Deep-learning innovation secures semiconductors against counterfeit chips

The Purdue method is called RAPTOR, or residual attention-based processing of tampered optical responses. It leverages deep learning to identify tampering. It improves upon traditional methods, which face challenges in scalability and discriminating between natural degradation and adversarial tampering.

Alexander Kildishev, professor in the Elmore Family School of Electrical and Computer Engineering, leads a team whose research was published in the peer-reviewed journal Advanced Photonics.

"Our scheme opens a large opportunity for the adoption of deep learning-based anti-counterfeit methods in the semiconductor industry," he said.

Kildishev disclosed RAPTOR to the Purdue Innovates Office of Technology Commercialization, which has applied for patents to protect the intellectual property. Industry partners interested in developing or commercializing RAPTOR should contact Will Buchanan, assistant director of business development and licensing -- physical sciences about track code 70652.

Drawbacks in detecting counterfeit chips

Kildishev said the semiconductor industry has grown into a $500 billion global market over the last 60 years. However, it is grappling with dual challenges: a profound shortage of new chips and a surge of counterfeit chips, introducing substantial risks of malfunction and unwanted surveillance.

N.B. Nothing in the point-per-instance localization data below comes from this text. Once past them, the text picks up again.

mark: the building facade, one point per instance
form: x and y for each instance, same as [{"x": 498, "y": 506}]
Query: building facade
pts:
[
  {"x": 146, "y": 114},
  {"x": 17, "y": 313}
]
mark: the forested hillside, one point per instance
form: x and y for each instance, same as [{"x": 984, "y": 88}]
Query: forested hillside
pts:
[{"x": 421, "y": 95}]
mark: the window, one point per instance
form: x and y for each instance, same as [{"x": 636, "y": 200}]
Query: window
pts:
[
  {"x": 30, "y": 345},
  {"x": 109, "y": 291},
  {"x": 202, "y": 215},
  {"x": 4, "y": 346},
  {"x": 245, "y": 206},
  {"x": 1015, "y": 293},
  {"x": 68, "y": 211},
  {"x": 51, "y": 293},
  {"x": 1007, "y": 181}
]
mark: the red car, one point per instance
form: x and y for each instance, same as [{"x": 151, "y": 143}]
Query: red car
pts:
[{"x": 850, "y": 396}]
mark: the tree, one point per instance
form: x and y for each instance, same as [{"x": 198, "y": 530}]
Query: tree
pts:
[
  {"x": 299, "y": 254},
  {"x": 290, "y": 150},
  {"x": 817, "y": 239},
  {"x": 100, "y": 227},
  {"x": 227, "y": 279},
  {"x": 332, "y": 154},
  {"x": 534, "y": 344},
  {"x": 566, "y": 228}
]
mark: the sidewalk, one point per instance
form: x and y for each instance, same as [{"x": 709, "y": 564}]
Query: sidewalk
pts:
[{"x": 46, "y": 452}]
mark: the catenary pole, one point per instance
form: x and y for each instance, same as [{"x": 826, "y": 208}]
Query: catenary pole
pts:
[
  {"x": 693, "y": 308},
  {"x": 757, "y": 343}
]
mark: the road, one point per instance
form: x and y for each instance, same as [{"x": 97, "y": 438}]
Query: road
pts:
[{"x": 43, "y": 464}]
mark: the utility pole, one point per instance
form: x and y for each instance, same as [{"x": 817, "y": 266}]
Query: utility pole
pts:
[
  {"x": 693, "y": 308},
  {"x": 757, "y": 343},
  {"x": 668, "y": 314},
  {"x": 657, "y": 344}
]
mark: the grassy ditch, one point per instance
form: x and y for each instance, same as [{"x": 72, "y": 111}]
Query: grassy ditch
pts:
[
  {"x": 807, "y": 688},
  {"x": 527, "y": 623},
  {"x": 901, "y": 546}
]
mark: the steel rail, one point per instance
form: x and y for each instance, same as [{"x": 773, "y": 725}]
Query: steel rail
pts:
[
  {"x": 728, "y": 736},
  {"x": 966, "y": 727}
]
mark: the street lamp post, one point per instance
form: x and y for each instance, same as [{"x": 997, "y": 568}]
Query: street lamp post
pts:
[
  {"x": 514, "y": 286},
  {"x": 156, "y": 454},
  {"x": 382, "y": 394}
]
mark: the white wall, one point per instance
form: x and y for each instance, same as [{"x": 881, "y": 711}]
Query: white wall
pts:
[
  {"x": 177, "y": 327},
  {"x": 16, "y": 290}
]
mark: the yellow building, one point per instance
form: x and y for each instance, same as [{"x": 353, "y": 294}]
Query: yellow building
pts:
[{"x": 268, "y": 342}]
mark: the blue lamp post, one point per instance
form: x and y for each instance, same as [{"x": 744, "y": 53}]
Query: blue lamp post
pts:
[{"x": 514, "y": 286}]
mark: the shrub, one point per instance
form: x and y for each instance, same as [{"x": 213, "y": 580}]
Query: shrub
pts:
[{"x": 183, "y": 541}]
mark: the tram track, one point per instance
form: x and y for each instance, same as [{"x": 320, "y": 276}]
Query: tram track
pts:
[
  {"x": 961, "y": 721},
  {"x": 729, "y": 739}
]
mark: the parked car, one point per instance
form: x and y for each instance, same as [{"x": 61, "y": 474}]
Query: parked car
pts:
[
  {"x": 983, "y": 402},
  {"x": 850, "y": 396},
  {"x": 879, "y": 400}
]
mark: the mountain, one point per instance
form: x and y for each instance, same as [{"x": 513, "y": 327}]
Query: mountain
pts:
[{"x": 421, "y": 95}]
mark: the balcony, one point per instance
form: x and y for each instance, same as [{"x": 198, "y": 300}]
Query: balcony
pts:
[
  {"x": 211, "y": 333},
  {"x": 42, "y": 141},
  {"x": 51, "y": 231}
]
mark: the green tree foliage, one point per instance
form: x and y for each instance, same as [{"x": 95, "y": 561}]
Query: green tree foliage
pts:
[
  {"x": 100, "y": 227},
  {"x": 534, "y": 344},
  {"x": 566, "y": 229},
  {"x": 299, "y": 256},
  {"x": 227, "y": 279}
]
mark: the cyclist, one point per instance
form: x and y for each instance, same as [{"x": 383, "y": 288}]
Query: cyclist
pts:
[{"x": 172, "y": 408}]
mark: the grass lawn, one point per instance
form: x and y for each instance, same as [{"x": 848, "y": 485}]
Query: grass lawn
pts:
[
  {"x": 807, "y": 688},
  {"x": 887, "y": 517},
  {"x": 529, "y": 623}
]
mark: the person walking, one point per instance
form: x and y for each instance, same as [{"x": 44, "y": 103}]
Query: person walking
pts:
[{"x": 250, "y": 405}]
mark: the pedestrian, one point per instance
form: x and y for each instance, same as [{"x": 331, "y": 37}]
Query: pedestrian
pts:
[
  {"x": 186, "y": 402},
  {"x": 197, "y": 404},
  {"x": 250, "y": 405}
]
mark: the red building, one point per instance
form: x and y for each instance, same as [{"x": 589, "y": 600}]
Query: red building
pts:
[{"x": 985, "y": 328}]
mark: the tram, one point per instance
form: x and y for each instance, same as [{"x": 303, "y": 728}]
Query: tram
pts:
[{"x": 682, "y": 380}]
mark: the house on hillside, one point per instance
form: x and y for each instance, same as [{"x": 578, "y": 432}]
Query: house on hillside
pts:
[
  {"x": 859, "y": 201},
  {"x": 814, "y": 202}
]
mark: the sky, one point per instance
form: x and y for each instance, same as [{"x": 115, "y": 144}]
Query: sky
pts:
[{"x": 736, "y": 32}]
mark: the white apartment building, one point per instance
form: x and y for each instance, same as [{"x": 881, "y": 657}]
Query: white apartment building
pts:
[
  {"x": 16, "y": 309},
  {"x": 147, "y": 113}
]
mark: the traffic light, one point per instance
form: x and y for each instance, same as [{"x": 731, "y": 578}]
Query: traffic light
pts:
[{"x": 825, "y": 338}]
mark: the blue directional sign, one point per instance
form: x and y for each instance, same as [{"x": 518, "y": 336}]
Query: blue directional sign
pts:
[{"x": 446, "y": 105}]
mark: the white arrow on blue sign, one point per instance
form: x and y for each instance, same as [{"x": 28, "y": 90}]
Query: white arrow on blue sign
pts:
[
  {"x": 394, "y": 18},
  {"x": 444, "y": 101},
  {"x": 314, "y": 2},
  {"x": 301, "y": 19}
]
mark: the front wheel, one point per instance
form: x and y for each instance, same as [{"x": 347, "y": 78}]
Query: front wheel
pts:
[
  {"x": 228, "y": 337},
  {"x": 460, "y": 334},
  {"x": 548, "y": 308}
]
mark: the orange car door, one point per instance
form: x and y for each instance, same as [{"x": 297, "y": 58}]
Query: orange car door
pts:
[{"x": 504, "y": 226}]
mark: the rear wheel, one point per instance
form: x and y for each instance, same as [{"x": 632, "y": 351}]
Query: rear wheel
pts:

"The latter inadvertently gives rise to a $75 billion counterfeit chip market that jeopardizes safety and security across multiple sectors dependent on semiconductor technologies, such as aviation, communication, quantum, artificial intelligence and personal finance," he said.

Kildishev said several techniques have been created to affirm semiconductor authenticity and detect counterfeit chips.

"These techniques largely leverage physical security tags baked into the chip functionality or packaging," he said. "Central to many of these methods are physical unclonable functions (PUFs), which are unique physical systems that are difficult for adversaries to replicate either because of economic constraints or inherent physical properties."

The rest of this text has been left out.